Follow the Eagle Peak trail upwards from Longmire (~2800') on a well-graded and well-maintained series of switchbacks for ~3.6mi to the saddle between Eagle Peak and Chutla Peak. Elevation gain to this saddle is ~2800'.

From the saddle, head south along an obvious user trail which seems to dead-end shortly atop a steep cliff. Back up a few feet and look to the right to locate a user trail concealed by the trees/bushes that drops down throug the trees to descend below the cliff face. Continue along the ridge following the user-trail up and down - bypassing the occasional high point along the ridge and making your way towards Chutla's summit. The route does not require any gear, but extensive use of the "veggie-belay" (e.g. roots & branches) is probably recommended. There is a bit of slightly exposed rock scrambling along the way (class 3-4).

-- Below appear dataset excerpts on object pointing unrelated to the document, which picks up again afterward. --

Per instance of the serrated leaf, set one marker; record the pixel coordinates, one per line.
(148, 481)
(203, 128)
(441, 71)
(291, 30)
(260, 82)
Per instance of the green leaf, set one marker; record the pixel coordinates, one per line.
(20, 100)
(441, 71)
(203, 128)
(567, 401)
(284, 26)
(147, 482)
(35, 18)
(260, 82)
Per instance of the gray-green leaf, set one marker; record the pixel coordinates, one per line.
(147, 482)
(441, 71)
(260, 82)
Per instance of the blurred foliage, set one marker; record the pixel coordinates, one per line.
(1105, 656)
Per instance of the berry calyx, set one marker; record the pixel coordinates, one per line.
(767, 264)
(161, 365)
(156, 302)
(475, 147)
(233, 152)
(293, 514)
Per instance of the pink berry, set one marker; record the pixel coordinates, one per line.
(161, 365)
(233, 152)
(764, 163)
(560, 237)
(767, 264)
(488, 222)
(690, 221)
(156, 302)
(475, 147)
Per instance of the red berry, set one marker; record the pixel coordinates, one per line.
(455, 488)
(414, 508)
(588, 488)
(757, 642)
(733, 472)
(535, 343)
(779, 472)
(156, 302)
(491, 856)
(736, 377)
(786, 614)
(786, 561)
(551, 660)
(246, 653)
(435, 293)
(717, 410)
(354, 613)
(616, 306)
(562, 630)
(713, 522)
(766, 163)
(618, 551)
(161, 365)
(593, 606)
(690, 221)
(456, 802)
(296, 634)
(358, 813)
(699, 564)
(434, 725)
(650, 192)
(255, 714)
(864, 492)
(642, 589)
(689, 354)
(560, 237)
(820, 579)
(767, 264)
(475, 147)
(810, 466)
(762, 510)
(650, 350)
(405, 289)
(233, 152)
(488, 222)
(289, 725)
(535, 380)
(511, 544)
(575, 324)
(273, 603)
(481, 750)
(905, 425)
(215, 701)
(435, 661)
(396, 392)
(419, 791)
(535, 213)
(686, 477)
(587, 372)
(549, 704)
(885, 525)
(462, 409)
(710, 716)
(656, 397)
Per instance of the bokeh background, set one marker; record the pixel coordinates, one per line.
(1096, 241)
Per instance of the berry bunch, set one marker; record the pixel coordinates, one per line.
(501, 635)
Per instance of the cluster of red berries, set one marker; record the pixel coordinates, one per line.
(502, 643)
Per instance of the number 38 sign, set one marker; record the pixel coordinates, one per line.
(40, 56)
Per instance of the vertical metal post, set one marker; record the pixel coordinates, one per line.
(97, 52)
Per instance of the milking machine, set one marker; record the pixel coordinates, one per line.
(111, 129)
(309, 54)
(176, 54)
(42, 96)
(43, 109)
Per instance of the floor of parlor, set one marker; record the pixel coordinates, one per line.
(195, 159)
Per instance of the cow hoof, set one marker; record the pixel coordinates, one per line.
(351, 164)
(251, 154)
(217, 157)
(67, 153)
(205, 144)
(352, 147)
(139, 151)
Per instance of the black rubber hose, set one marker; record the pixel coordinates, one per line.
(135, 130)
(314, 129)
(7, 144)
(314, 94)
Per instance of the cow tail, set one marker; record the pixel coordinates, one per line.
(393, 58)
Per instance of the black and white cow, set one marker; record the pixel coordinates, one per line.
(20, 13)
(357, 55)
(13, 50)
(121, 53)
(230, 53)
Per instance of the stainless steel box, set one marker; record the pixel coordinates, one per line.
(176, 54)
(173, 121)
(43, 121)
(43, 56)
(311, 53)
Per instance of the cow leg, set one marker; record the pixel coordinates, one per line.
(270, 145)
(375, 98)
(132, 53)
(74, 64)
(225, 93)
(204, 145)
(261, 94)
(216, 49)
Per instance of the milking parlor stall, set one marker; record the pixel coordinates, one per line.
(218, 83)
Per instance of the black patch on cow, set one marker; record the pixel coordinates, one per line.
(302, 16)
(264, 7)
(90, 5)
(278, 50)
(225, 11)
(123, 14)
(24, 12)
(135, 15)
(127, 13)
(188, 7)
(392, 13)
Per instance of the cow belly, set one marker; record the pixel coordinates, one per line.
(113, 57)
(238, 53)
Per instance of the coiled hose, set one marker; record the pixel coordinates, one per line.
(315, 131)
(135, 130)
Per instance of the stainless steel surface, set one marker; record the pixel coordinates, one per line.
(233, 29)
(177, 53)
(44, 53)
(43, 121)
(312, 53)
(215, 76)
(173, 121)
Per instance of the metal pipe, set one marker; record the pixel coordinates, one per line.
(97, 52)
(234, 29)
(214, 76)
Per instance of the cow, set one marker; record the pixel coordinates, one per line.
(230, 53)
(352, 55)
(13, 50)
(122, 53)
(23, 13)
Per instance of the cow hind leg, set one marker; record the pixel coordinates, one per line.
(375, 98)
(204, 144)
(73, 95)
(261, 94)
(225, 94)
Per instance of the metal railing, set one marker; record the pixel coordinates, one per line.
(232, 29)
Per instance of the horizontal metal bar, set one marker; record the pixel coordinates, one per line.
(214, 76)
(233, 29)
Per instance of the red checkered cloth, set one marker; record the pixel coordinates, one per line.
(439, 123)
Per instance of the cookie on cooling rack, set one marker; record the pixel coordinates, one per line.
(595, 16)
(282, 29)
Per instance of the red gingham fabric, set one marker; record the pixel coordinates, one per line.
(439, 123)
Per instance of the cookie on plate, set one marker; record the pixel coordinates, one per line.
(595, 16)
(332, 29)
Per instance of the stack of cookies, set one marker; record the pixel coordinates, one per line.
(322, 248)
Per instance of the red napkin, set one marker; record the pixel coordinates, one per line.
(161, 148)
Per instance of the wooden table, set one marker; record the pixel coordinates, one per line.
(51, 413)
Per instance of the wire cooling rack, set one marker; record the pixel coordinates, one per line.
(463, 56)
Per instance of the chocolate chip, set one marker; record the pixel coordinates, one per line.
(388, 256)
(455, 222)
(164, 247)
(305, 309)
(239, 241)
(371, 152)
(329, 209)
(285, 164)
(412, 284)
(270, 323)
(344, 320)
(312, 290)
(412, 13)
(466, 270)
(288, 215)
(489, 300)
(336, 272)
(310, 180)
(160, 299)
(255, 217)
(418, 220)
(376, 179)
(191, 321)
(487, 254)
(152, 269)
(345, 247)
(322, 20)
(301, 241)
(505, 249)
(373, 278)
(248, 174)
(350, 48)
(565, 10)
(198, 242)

For primo summit photos on a good day -- have folks stay on the summit and walk down the southern ridge a short distance for terrific background views of Mt. Rainier.

Essential Gear

Chutla's probably easy enough if it's dry, but you may like a handline through a couple of sections if it's wet. Ice axe and crampons, of course, in the early season. Beware of a cornice build-up along the ridge -- in winter it's probably easier to climb a snow gully almost directly up to the summit rather than coming from the saddle.